Significant Achievements of Sam Langford
Although he never retired as a decorated athlete, Langford gained immense respect from critics and fellow peers. The critics praised him as “the man the champions feared,” “the man so good, he was never given a chance to show how good he was,” and even the “Greatest fighter in ring history.”
Sam Langford is listed in the top 10 boxers of all time in the Ring Magazine, even though he never won the world championship. However, he was referred to as “the greatest of them all” and “the man I feared the most” by even the Hall of Famers, Abe Atell, former featherweight champion, and Jack Dempsey, former heavyweight champion, respectively.
The significant awards and honors that Sam Langford received are as follows.
- Middleweight Champion (Wales)
- Heavyweight Champion (England, Mexico, Spain)
- Colored World Heavy Weight Champion (1910)
- International Boxing Hall of Fame (1990)
- The Ring Boxing Hall of Fame (1955)
- Nova Scotia’s Sports Hall of Fame (1955)
- Canada’s Sports Hall of Fame (1955)
- Nova Scotia’s top male athlete of the 20th century (1999)
- No. 2 on Ring Magazines ‘Top 100 punchers of all time’
- Boxer of the half-century (Canadian Press)
Furthermore, Langford continues to be remembered for all he has achieved in his career, even after his death. In his memory, a plaque was erected in his birthplace Weymouth Falls, Nova Scotia, in 1972.
Additionally, in 1986, his grave was given a headstone in Cambridge, Massachusetts. Also, a one-hour-long drama was written by Charles Sanders, depicting the life of Sam Langford.

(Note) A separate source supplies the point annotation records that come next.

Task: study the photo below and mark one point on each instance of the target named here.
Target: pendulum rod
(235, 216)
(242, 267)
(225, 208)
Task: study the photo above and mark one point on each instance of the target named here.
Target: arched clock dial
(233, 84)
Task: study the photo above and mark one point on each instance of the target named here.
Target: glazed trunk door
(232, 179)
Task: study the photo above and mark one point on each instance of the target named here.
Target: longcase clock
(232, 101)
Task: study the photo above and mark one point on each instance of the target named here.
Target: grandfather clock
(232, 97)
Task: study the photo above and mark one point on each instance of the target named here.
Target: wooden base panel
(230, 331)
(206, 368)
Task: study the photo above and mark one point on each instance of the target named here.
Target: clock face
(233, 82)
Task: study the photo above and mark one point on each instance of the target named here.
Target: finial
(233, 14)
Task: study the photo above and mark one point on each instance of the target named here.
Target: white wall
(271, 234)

End of Career and Blindness
The series of tragic events in the life of Sam Langford continued in his fight with Fred Fulton on June 19, 1917. A punch to the head from Fulton resulted in visual impairment for Langford.

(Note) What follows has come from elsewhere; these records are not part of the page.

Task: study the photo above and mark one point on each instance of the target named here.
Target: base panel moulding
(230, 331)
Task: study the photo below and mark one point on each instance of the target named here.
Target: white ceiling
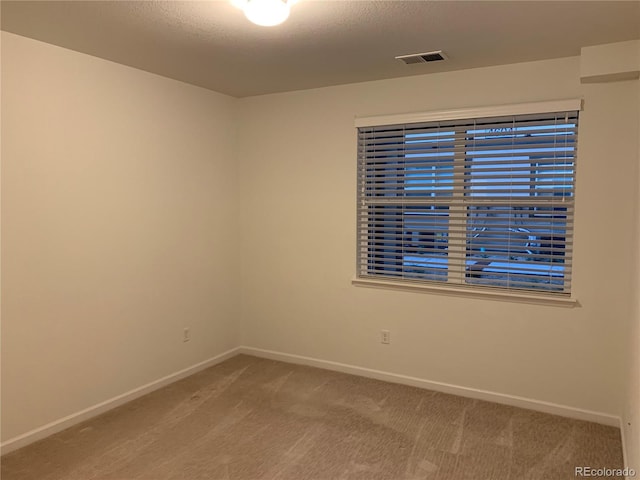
(211, 44)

Despite the visual impairment, Sam continued his boxing career. Surprisingly, in 1923, Langford was able to win the Mexican Heavyweight Championship despite needing help to find the ring due to his growing blindness.

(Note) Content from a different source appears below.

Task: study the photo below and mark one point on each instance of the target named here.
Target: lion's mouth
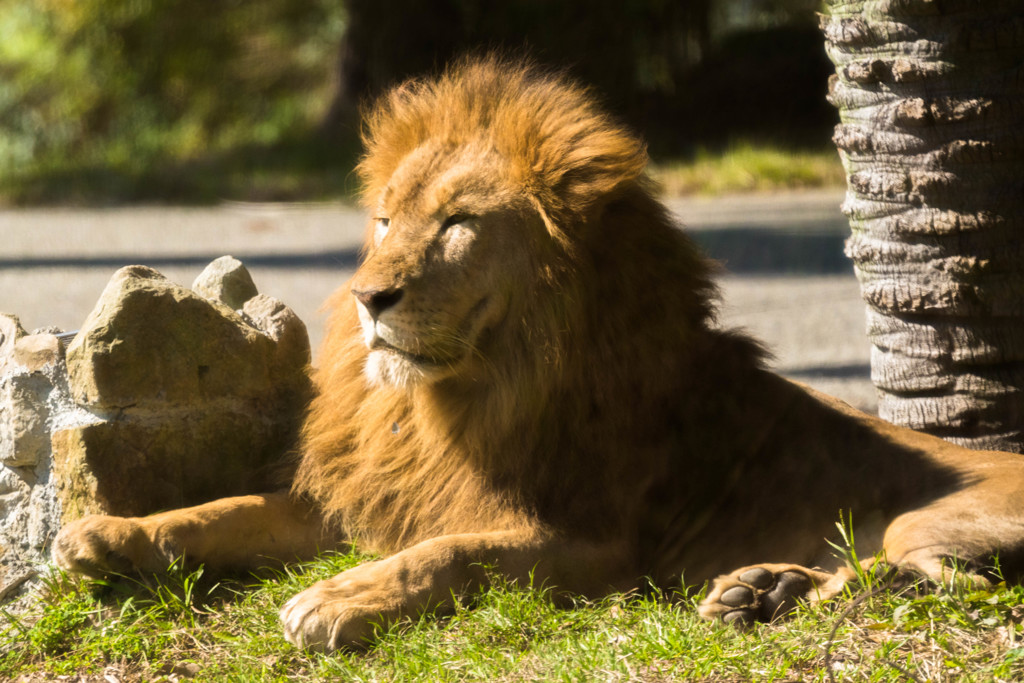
(417, 358)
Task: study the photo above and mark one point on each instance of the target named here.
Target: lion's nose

However, his visual impairment kept growing over time, but Langford continued his boxing because he needed money. His last match was in 1926, which was called off during the first round because Langford could not see his opponent. After his final fight, Sam Langford left the ring forever and virtually disappeared from the public eye.
Life After Boxing
It was not until 1944 that the information about the former boxing phenomenon was out. Al Laney, an aspiring journalist, set out to find Langford so the new generation of fans could learn about his story.
Sadly, Sam Langford lived in poverty in Harlem, New York, and was completely blind. However, when Al’s article was published, a trust fund was established, which paid for his eye surgery and provided a source of income for the veteran boxer.
According to the reports, Langford had 20 cents in his pockets when Laney found him. Additionally, a few dollars that he received from a foundation for the blind were his only income. Plus, with no relatives or a life partner, Langford used to spend his time alone in his dark bedroom with only an old radio for company.
Sam became the first non-champion to be inducted into Canada’s Sports Hall of Fame in 1955. Afterward, he died aged 70 the following year.